I not so secretly wish I had a little more Tony Bourdain in me. In a world of fake folks, Tony is among a rare few television personalities who says what he thinks (with or without the assistance of the local beverage of choice).
If you have never watched his show No Reservations, you must do so immediately. Tony visits cities and regions the world over. Part food t.v., part travel diary and part autobiography, the show offers its viewers divine images of local markets or seedy back alley restaurants or off-the-beaten-path bars. Recent episodes on Brittany, France and the Italian island of Sardinia were especially tasty.

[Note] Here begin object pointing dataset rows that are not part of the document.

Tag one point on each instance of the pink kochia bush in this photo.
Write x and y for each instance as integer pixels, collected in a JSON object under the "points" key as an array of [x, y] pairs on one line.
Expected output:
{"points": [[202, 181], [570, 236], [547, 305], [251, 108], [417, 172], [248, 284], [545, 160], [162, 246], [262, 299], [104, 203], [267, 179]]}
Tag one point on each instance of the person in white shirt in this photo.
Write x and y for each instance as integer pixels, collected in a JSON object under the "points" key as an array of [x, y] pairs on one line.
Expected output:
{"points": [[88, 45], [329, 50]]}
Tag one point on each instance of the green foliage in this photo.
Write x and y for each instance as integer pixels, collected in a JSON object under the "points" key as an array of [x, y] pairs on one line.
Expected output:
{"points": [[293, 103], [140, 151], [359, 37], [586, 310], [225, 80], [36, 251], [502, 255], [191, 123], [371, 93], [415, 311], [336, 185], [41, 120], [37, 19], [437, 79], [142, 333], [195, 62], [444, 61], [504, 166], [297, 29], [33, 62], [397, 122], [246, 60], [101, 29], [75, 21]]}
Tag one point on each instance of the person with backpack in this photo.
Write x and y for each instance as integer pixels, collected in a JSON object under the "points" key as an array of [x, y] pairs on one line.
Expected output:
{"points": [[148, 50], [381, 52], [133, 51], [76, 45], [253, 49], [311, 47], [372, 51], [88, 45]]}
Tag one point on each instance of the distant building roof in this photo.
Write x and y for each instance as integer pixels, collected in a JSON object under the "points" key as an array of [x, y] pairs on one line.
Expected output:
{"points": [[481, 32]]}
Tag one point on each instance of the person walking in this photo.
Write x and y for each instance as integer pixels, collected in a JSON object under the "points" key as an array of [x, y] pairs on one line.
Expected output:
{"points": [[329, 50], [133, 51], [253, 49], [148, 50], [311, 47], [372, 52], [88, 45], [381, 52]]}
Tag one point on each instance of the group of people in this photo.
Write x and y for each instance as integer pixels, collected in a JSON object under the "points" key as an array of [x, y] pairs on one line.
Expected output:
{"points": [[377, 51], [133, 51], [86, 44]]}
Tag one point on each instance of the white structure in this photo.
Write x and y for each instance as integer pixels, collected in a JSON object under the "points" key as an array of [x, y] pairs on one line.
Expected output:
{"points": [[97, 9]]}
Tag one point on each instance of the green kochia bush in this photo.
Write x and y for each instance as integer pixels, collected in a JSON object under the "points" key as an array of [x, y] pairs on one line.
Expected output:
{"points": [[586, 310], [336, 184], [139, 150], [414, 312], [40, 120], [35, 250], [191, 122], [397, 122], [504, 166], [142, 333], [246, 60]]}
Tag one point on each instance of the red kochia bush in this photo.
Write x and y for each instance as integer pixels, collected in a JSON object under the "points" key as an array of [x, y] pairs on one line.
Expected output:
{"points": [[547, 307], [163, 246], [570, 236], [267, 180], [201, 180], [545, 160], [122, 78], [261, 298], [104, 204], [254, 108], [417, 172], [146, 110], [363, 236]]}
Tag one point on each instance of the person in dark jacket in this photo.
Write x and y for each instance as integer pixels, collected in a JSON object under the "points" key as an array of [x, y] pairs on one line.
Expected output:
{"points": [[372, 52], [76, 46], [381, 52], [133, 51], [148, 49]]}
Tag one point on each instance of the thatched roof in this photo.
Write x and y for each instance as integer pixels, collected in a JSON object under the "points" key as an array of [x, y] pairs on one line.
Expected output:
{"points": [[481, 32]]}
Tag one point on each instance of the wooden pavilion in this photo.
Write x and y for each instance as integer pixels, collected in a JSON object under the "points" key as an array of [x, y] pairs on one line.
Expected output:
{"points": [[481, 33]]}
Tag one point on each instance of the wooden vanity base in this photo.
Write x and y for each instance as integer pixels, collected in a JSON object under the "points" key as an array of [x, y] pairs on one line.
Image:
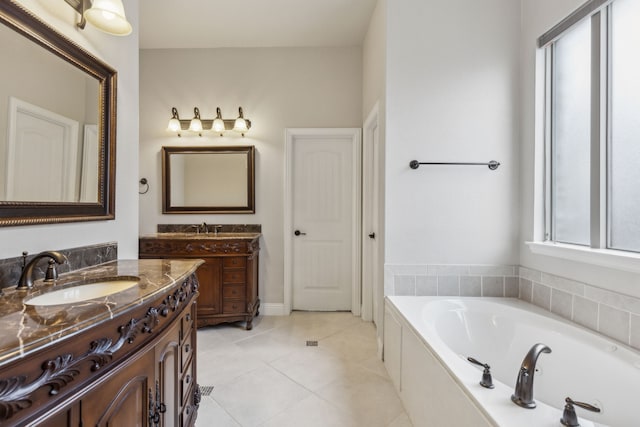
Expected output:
{"points": [[228, 278]]}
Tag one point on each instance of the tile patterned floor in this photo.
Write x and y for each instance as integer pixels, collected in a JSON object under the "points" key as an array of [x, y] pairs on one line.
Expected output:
{"points": [[269, 377]]}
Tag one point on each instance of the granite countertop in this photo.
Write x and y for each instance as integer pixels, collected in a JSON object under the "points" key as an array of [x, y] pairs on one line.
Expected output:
{"points": [[203, 236], [26, 328]]}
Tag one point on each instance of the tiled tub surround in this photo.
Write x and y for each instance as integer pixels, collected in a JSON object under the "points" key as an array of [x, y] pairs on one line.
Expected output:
{"points": [[612, 314], [452, 280], [77, 258]]}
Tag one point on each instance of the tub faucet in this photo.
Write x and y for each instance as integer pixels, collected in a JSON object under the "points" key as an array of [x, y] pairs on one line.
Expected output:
{"points": [[26, 278], [523, 394]]}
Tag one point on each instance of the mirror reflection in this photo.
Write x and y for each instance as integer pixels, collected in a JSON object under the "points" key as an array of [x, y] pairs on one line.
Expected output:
{"points": [[208, 179], [49, 145]]}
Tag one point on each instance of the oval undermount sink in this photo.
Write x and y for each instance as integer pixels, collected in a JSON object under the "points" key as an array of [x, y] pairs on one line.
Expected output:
{"points": [[84, 292]]}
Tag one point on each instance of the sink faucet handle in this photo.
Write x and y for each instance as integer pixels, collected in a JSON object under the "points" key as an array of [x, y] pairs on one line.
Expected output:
{"points": [[569, 417], [52, 273], [487, 381]]}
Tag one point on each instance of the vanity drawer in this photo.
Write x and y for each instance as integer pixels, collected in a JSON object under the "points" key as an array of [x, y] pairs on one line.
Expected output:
{"points": [[233, 292], [187, 323], [233, 306], [186, 351], [233, 276], [234, 262], [185, 384], [187, 414]]}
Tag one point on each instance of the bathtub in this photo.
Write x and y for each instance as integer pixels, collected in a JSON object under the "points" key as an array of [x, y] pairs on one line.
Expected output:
{"points": [[428, 339]]}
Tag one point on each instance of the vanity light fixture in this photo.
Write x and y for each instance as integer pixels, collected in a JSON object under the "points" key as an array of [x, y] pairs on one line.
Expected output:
{"points": [[200, 125], [240, 125], [106, 15], [218, 123], [196, 124], [174, 122]]}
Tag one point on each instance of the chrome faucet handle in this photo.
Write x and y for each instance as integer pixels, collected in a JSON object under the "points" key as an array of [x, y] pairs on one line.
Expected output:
{"points": [[487, 381], [569, 417]]}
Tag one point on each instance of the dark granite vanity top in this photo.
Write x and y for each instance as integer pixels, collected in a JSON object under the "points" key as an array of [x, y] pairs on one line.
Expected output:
{"points": [[203, 236], [26, 328]]}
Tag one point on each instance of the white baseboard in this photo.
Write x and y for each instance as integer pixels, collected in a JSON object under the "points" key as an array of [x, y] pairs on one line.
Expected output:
{"points": [[273, 309]]}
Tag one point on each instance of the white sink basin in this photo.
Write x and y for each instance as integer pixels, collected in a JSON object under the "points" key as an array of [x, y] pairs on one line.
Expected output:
{"points": [[84, 292]]}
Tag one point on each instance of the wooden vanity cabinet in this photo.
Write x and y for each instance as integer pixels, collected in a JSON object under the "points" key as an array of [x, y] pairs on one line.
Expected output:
{"points": [[228, 278]]}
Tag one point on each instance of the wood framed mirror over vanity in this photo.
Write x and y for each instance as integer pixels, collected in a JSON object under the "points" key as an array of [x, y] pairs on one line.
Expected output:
{"points": [[229, 276]]}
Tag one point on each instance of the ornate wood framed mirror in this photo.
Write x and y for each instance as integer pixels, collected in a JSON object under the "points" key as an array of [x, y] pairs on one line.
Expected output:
{"points": [[208, 180], [57, 126]]}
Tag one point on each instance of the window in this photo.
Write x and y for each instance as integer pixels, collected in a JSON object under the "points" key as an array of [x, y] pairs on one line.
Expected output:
{"points": [[592, 127]]}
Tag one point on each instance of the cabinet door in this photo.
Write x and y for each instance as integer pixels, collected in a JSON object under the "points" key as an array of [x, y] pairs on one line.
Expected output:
{"points": [[168, 354], [209, 278], [123, 400], [67, 417]]}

While the images in Tony's show are consistently visually innovative, his words, his insights are what keep me tuning in. Often snarky, regularly acerbic, Tony observes the cultures around him with truth and humor.
All of this Tony praise is geared at introducing his latest book: Medium Raw: A Bloody Valentine to the World of Food and the People Who Cook. Like his first book nearly ten years ago, Kitchen Confidential, Bourdain exposes the restaurant world from the point of view of a seasoned chef.
In this new book, he describes food "heroes" and "villains." Heroes include genius NYC chefs like Eric Ripert and David Chang. I completely concur with his categorization of Sandra Lee as a food villain. Lee grates on my nerves, like a microplane to a garlic clove, with her contrived and forced recipes---I once watched her make a Kwanzaa cake that looked like (and no doubt tasted like) a play dough creation with wild unappetizing colors. Her fussy "tablescapes" with their silk flowers and matchy placesettings are the antithesis of refined or elegant dining. But, back to the book....
If Medium Raw proves to be like his other works, I have no doubt that I'll be laughing at Bourdain's spicy language and soaking in his acidic commentary.
As soon as I can get my hands on a copy of the new book which releases tomorrow, I'll be back with a review.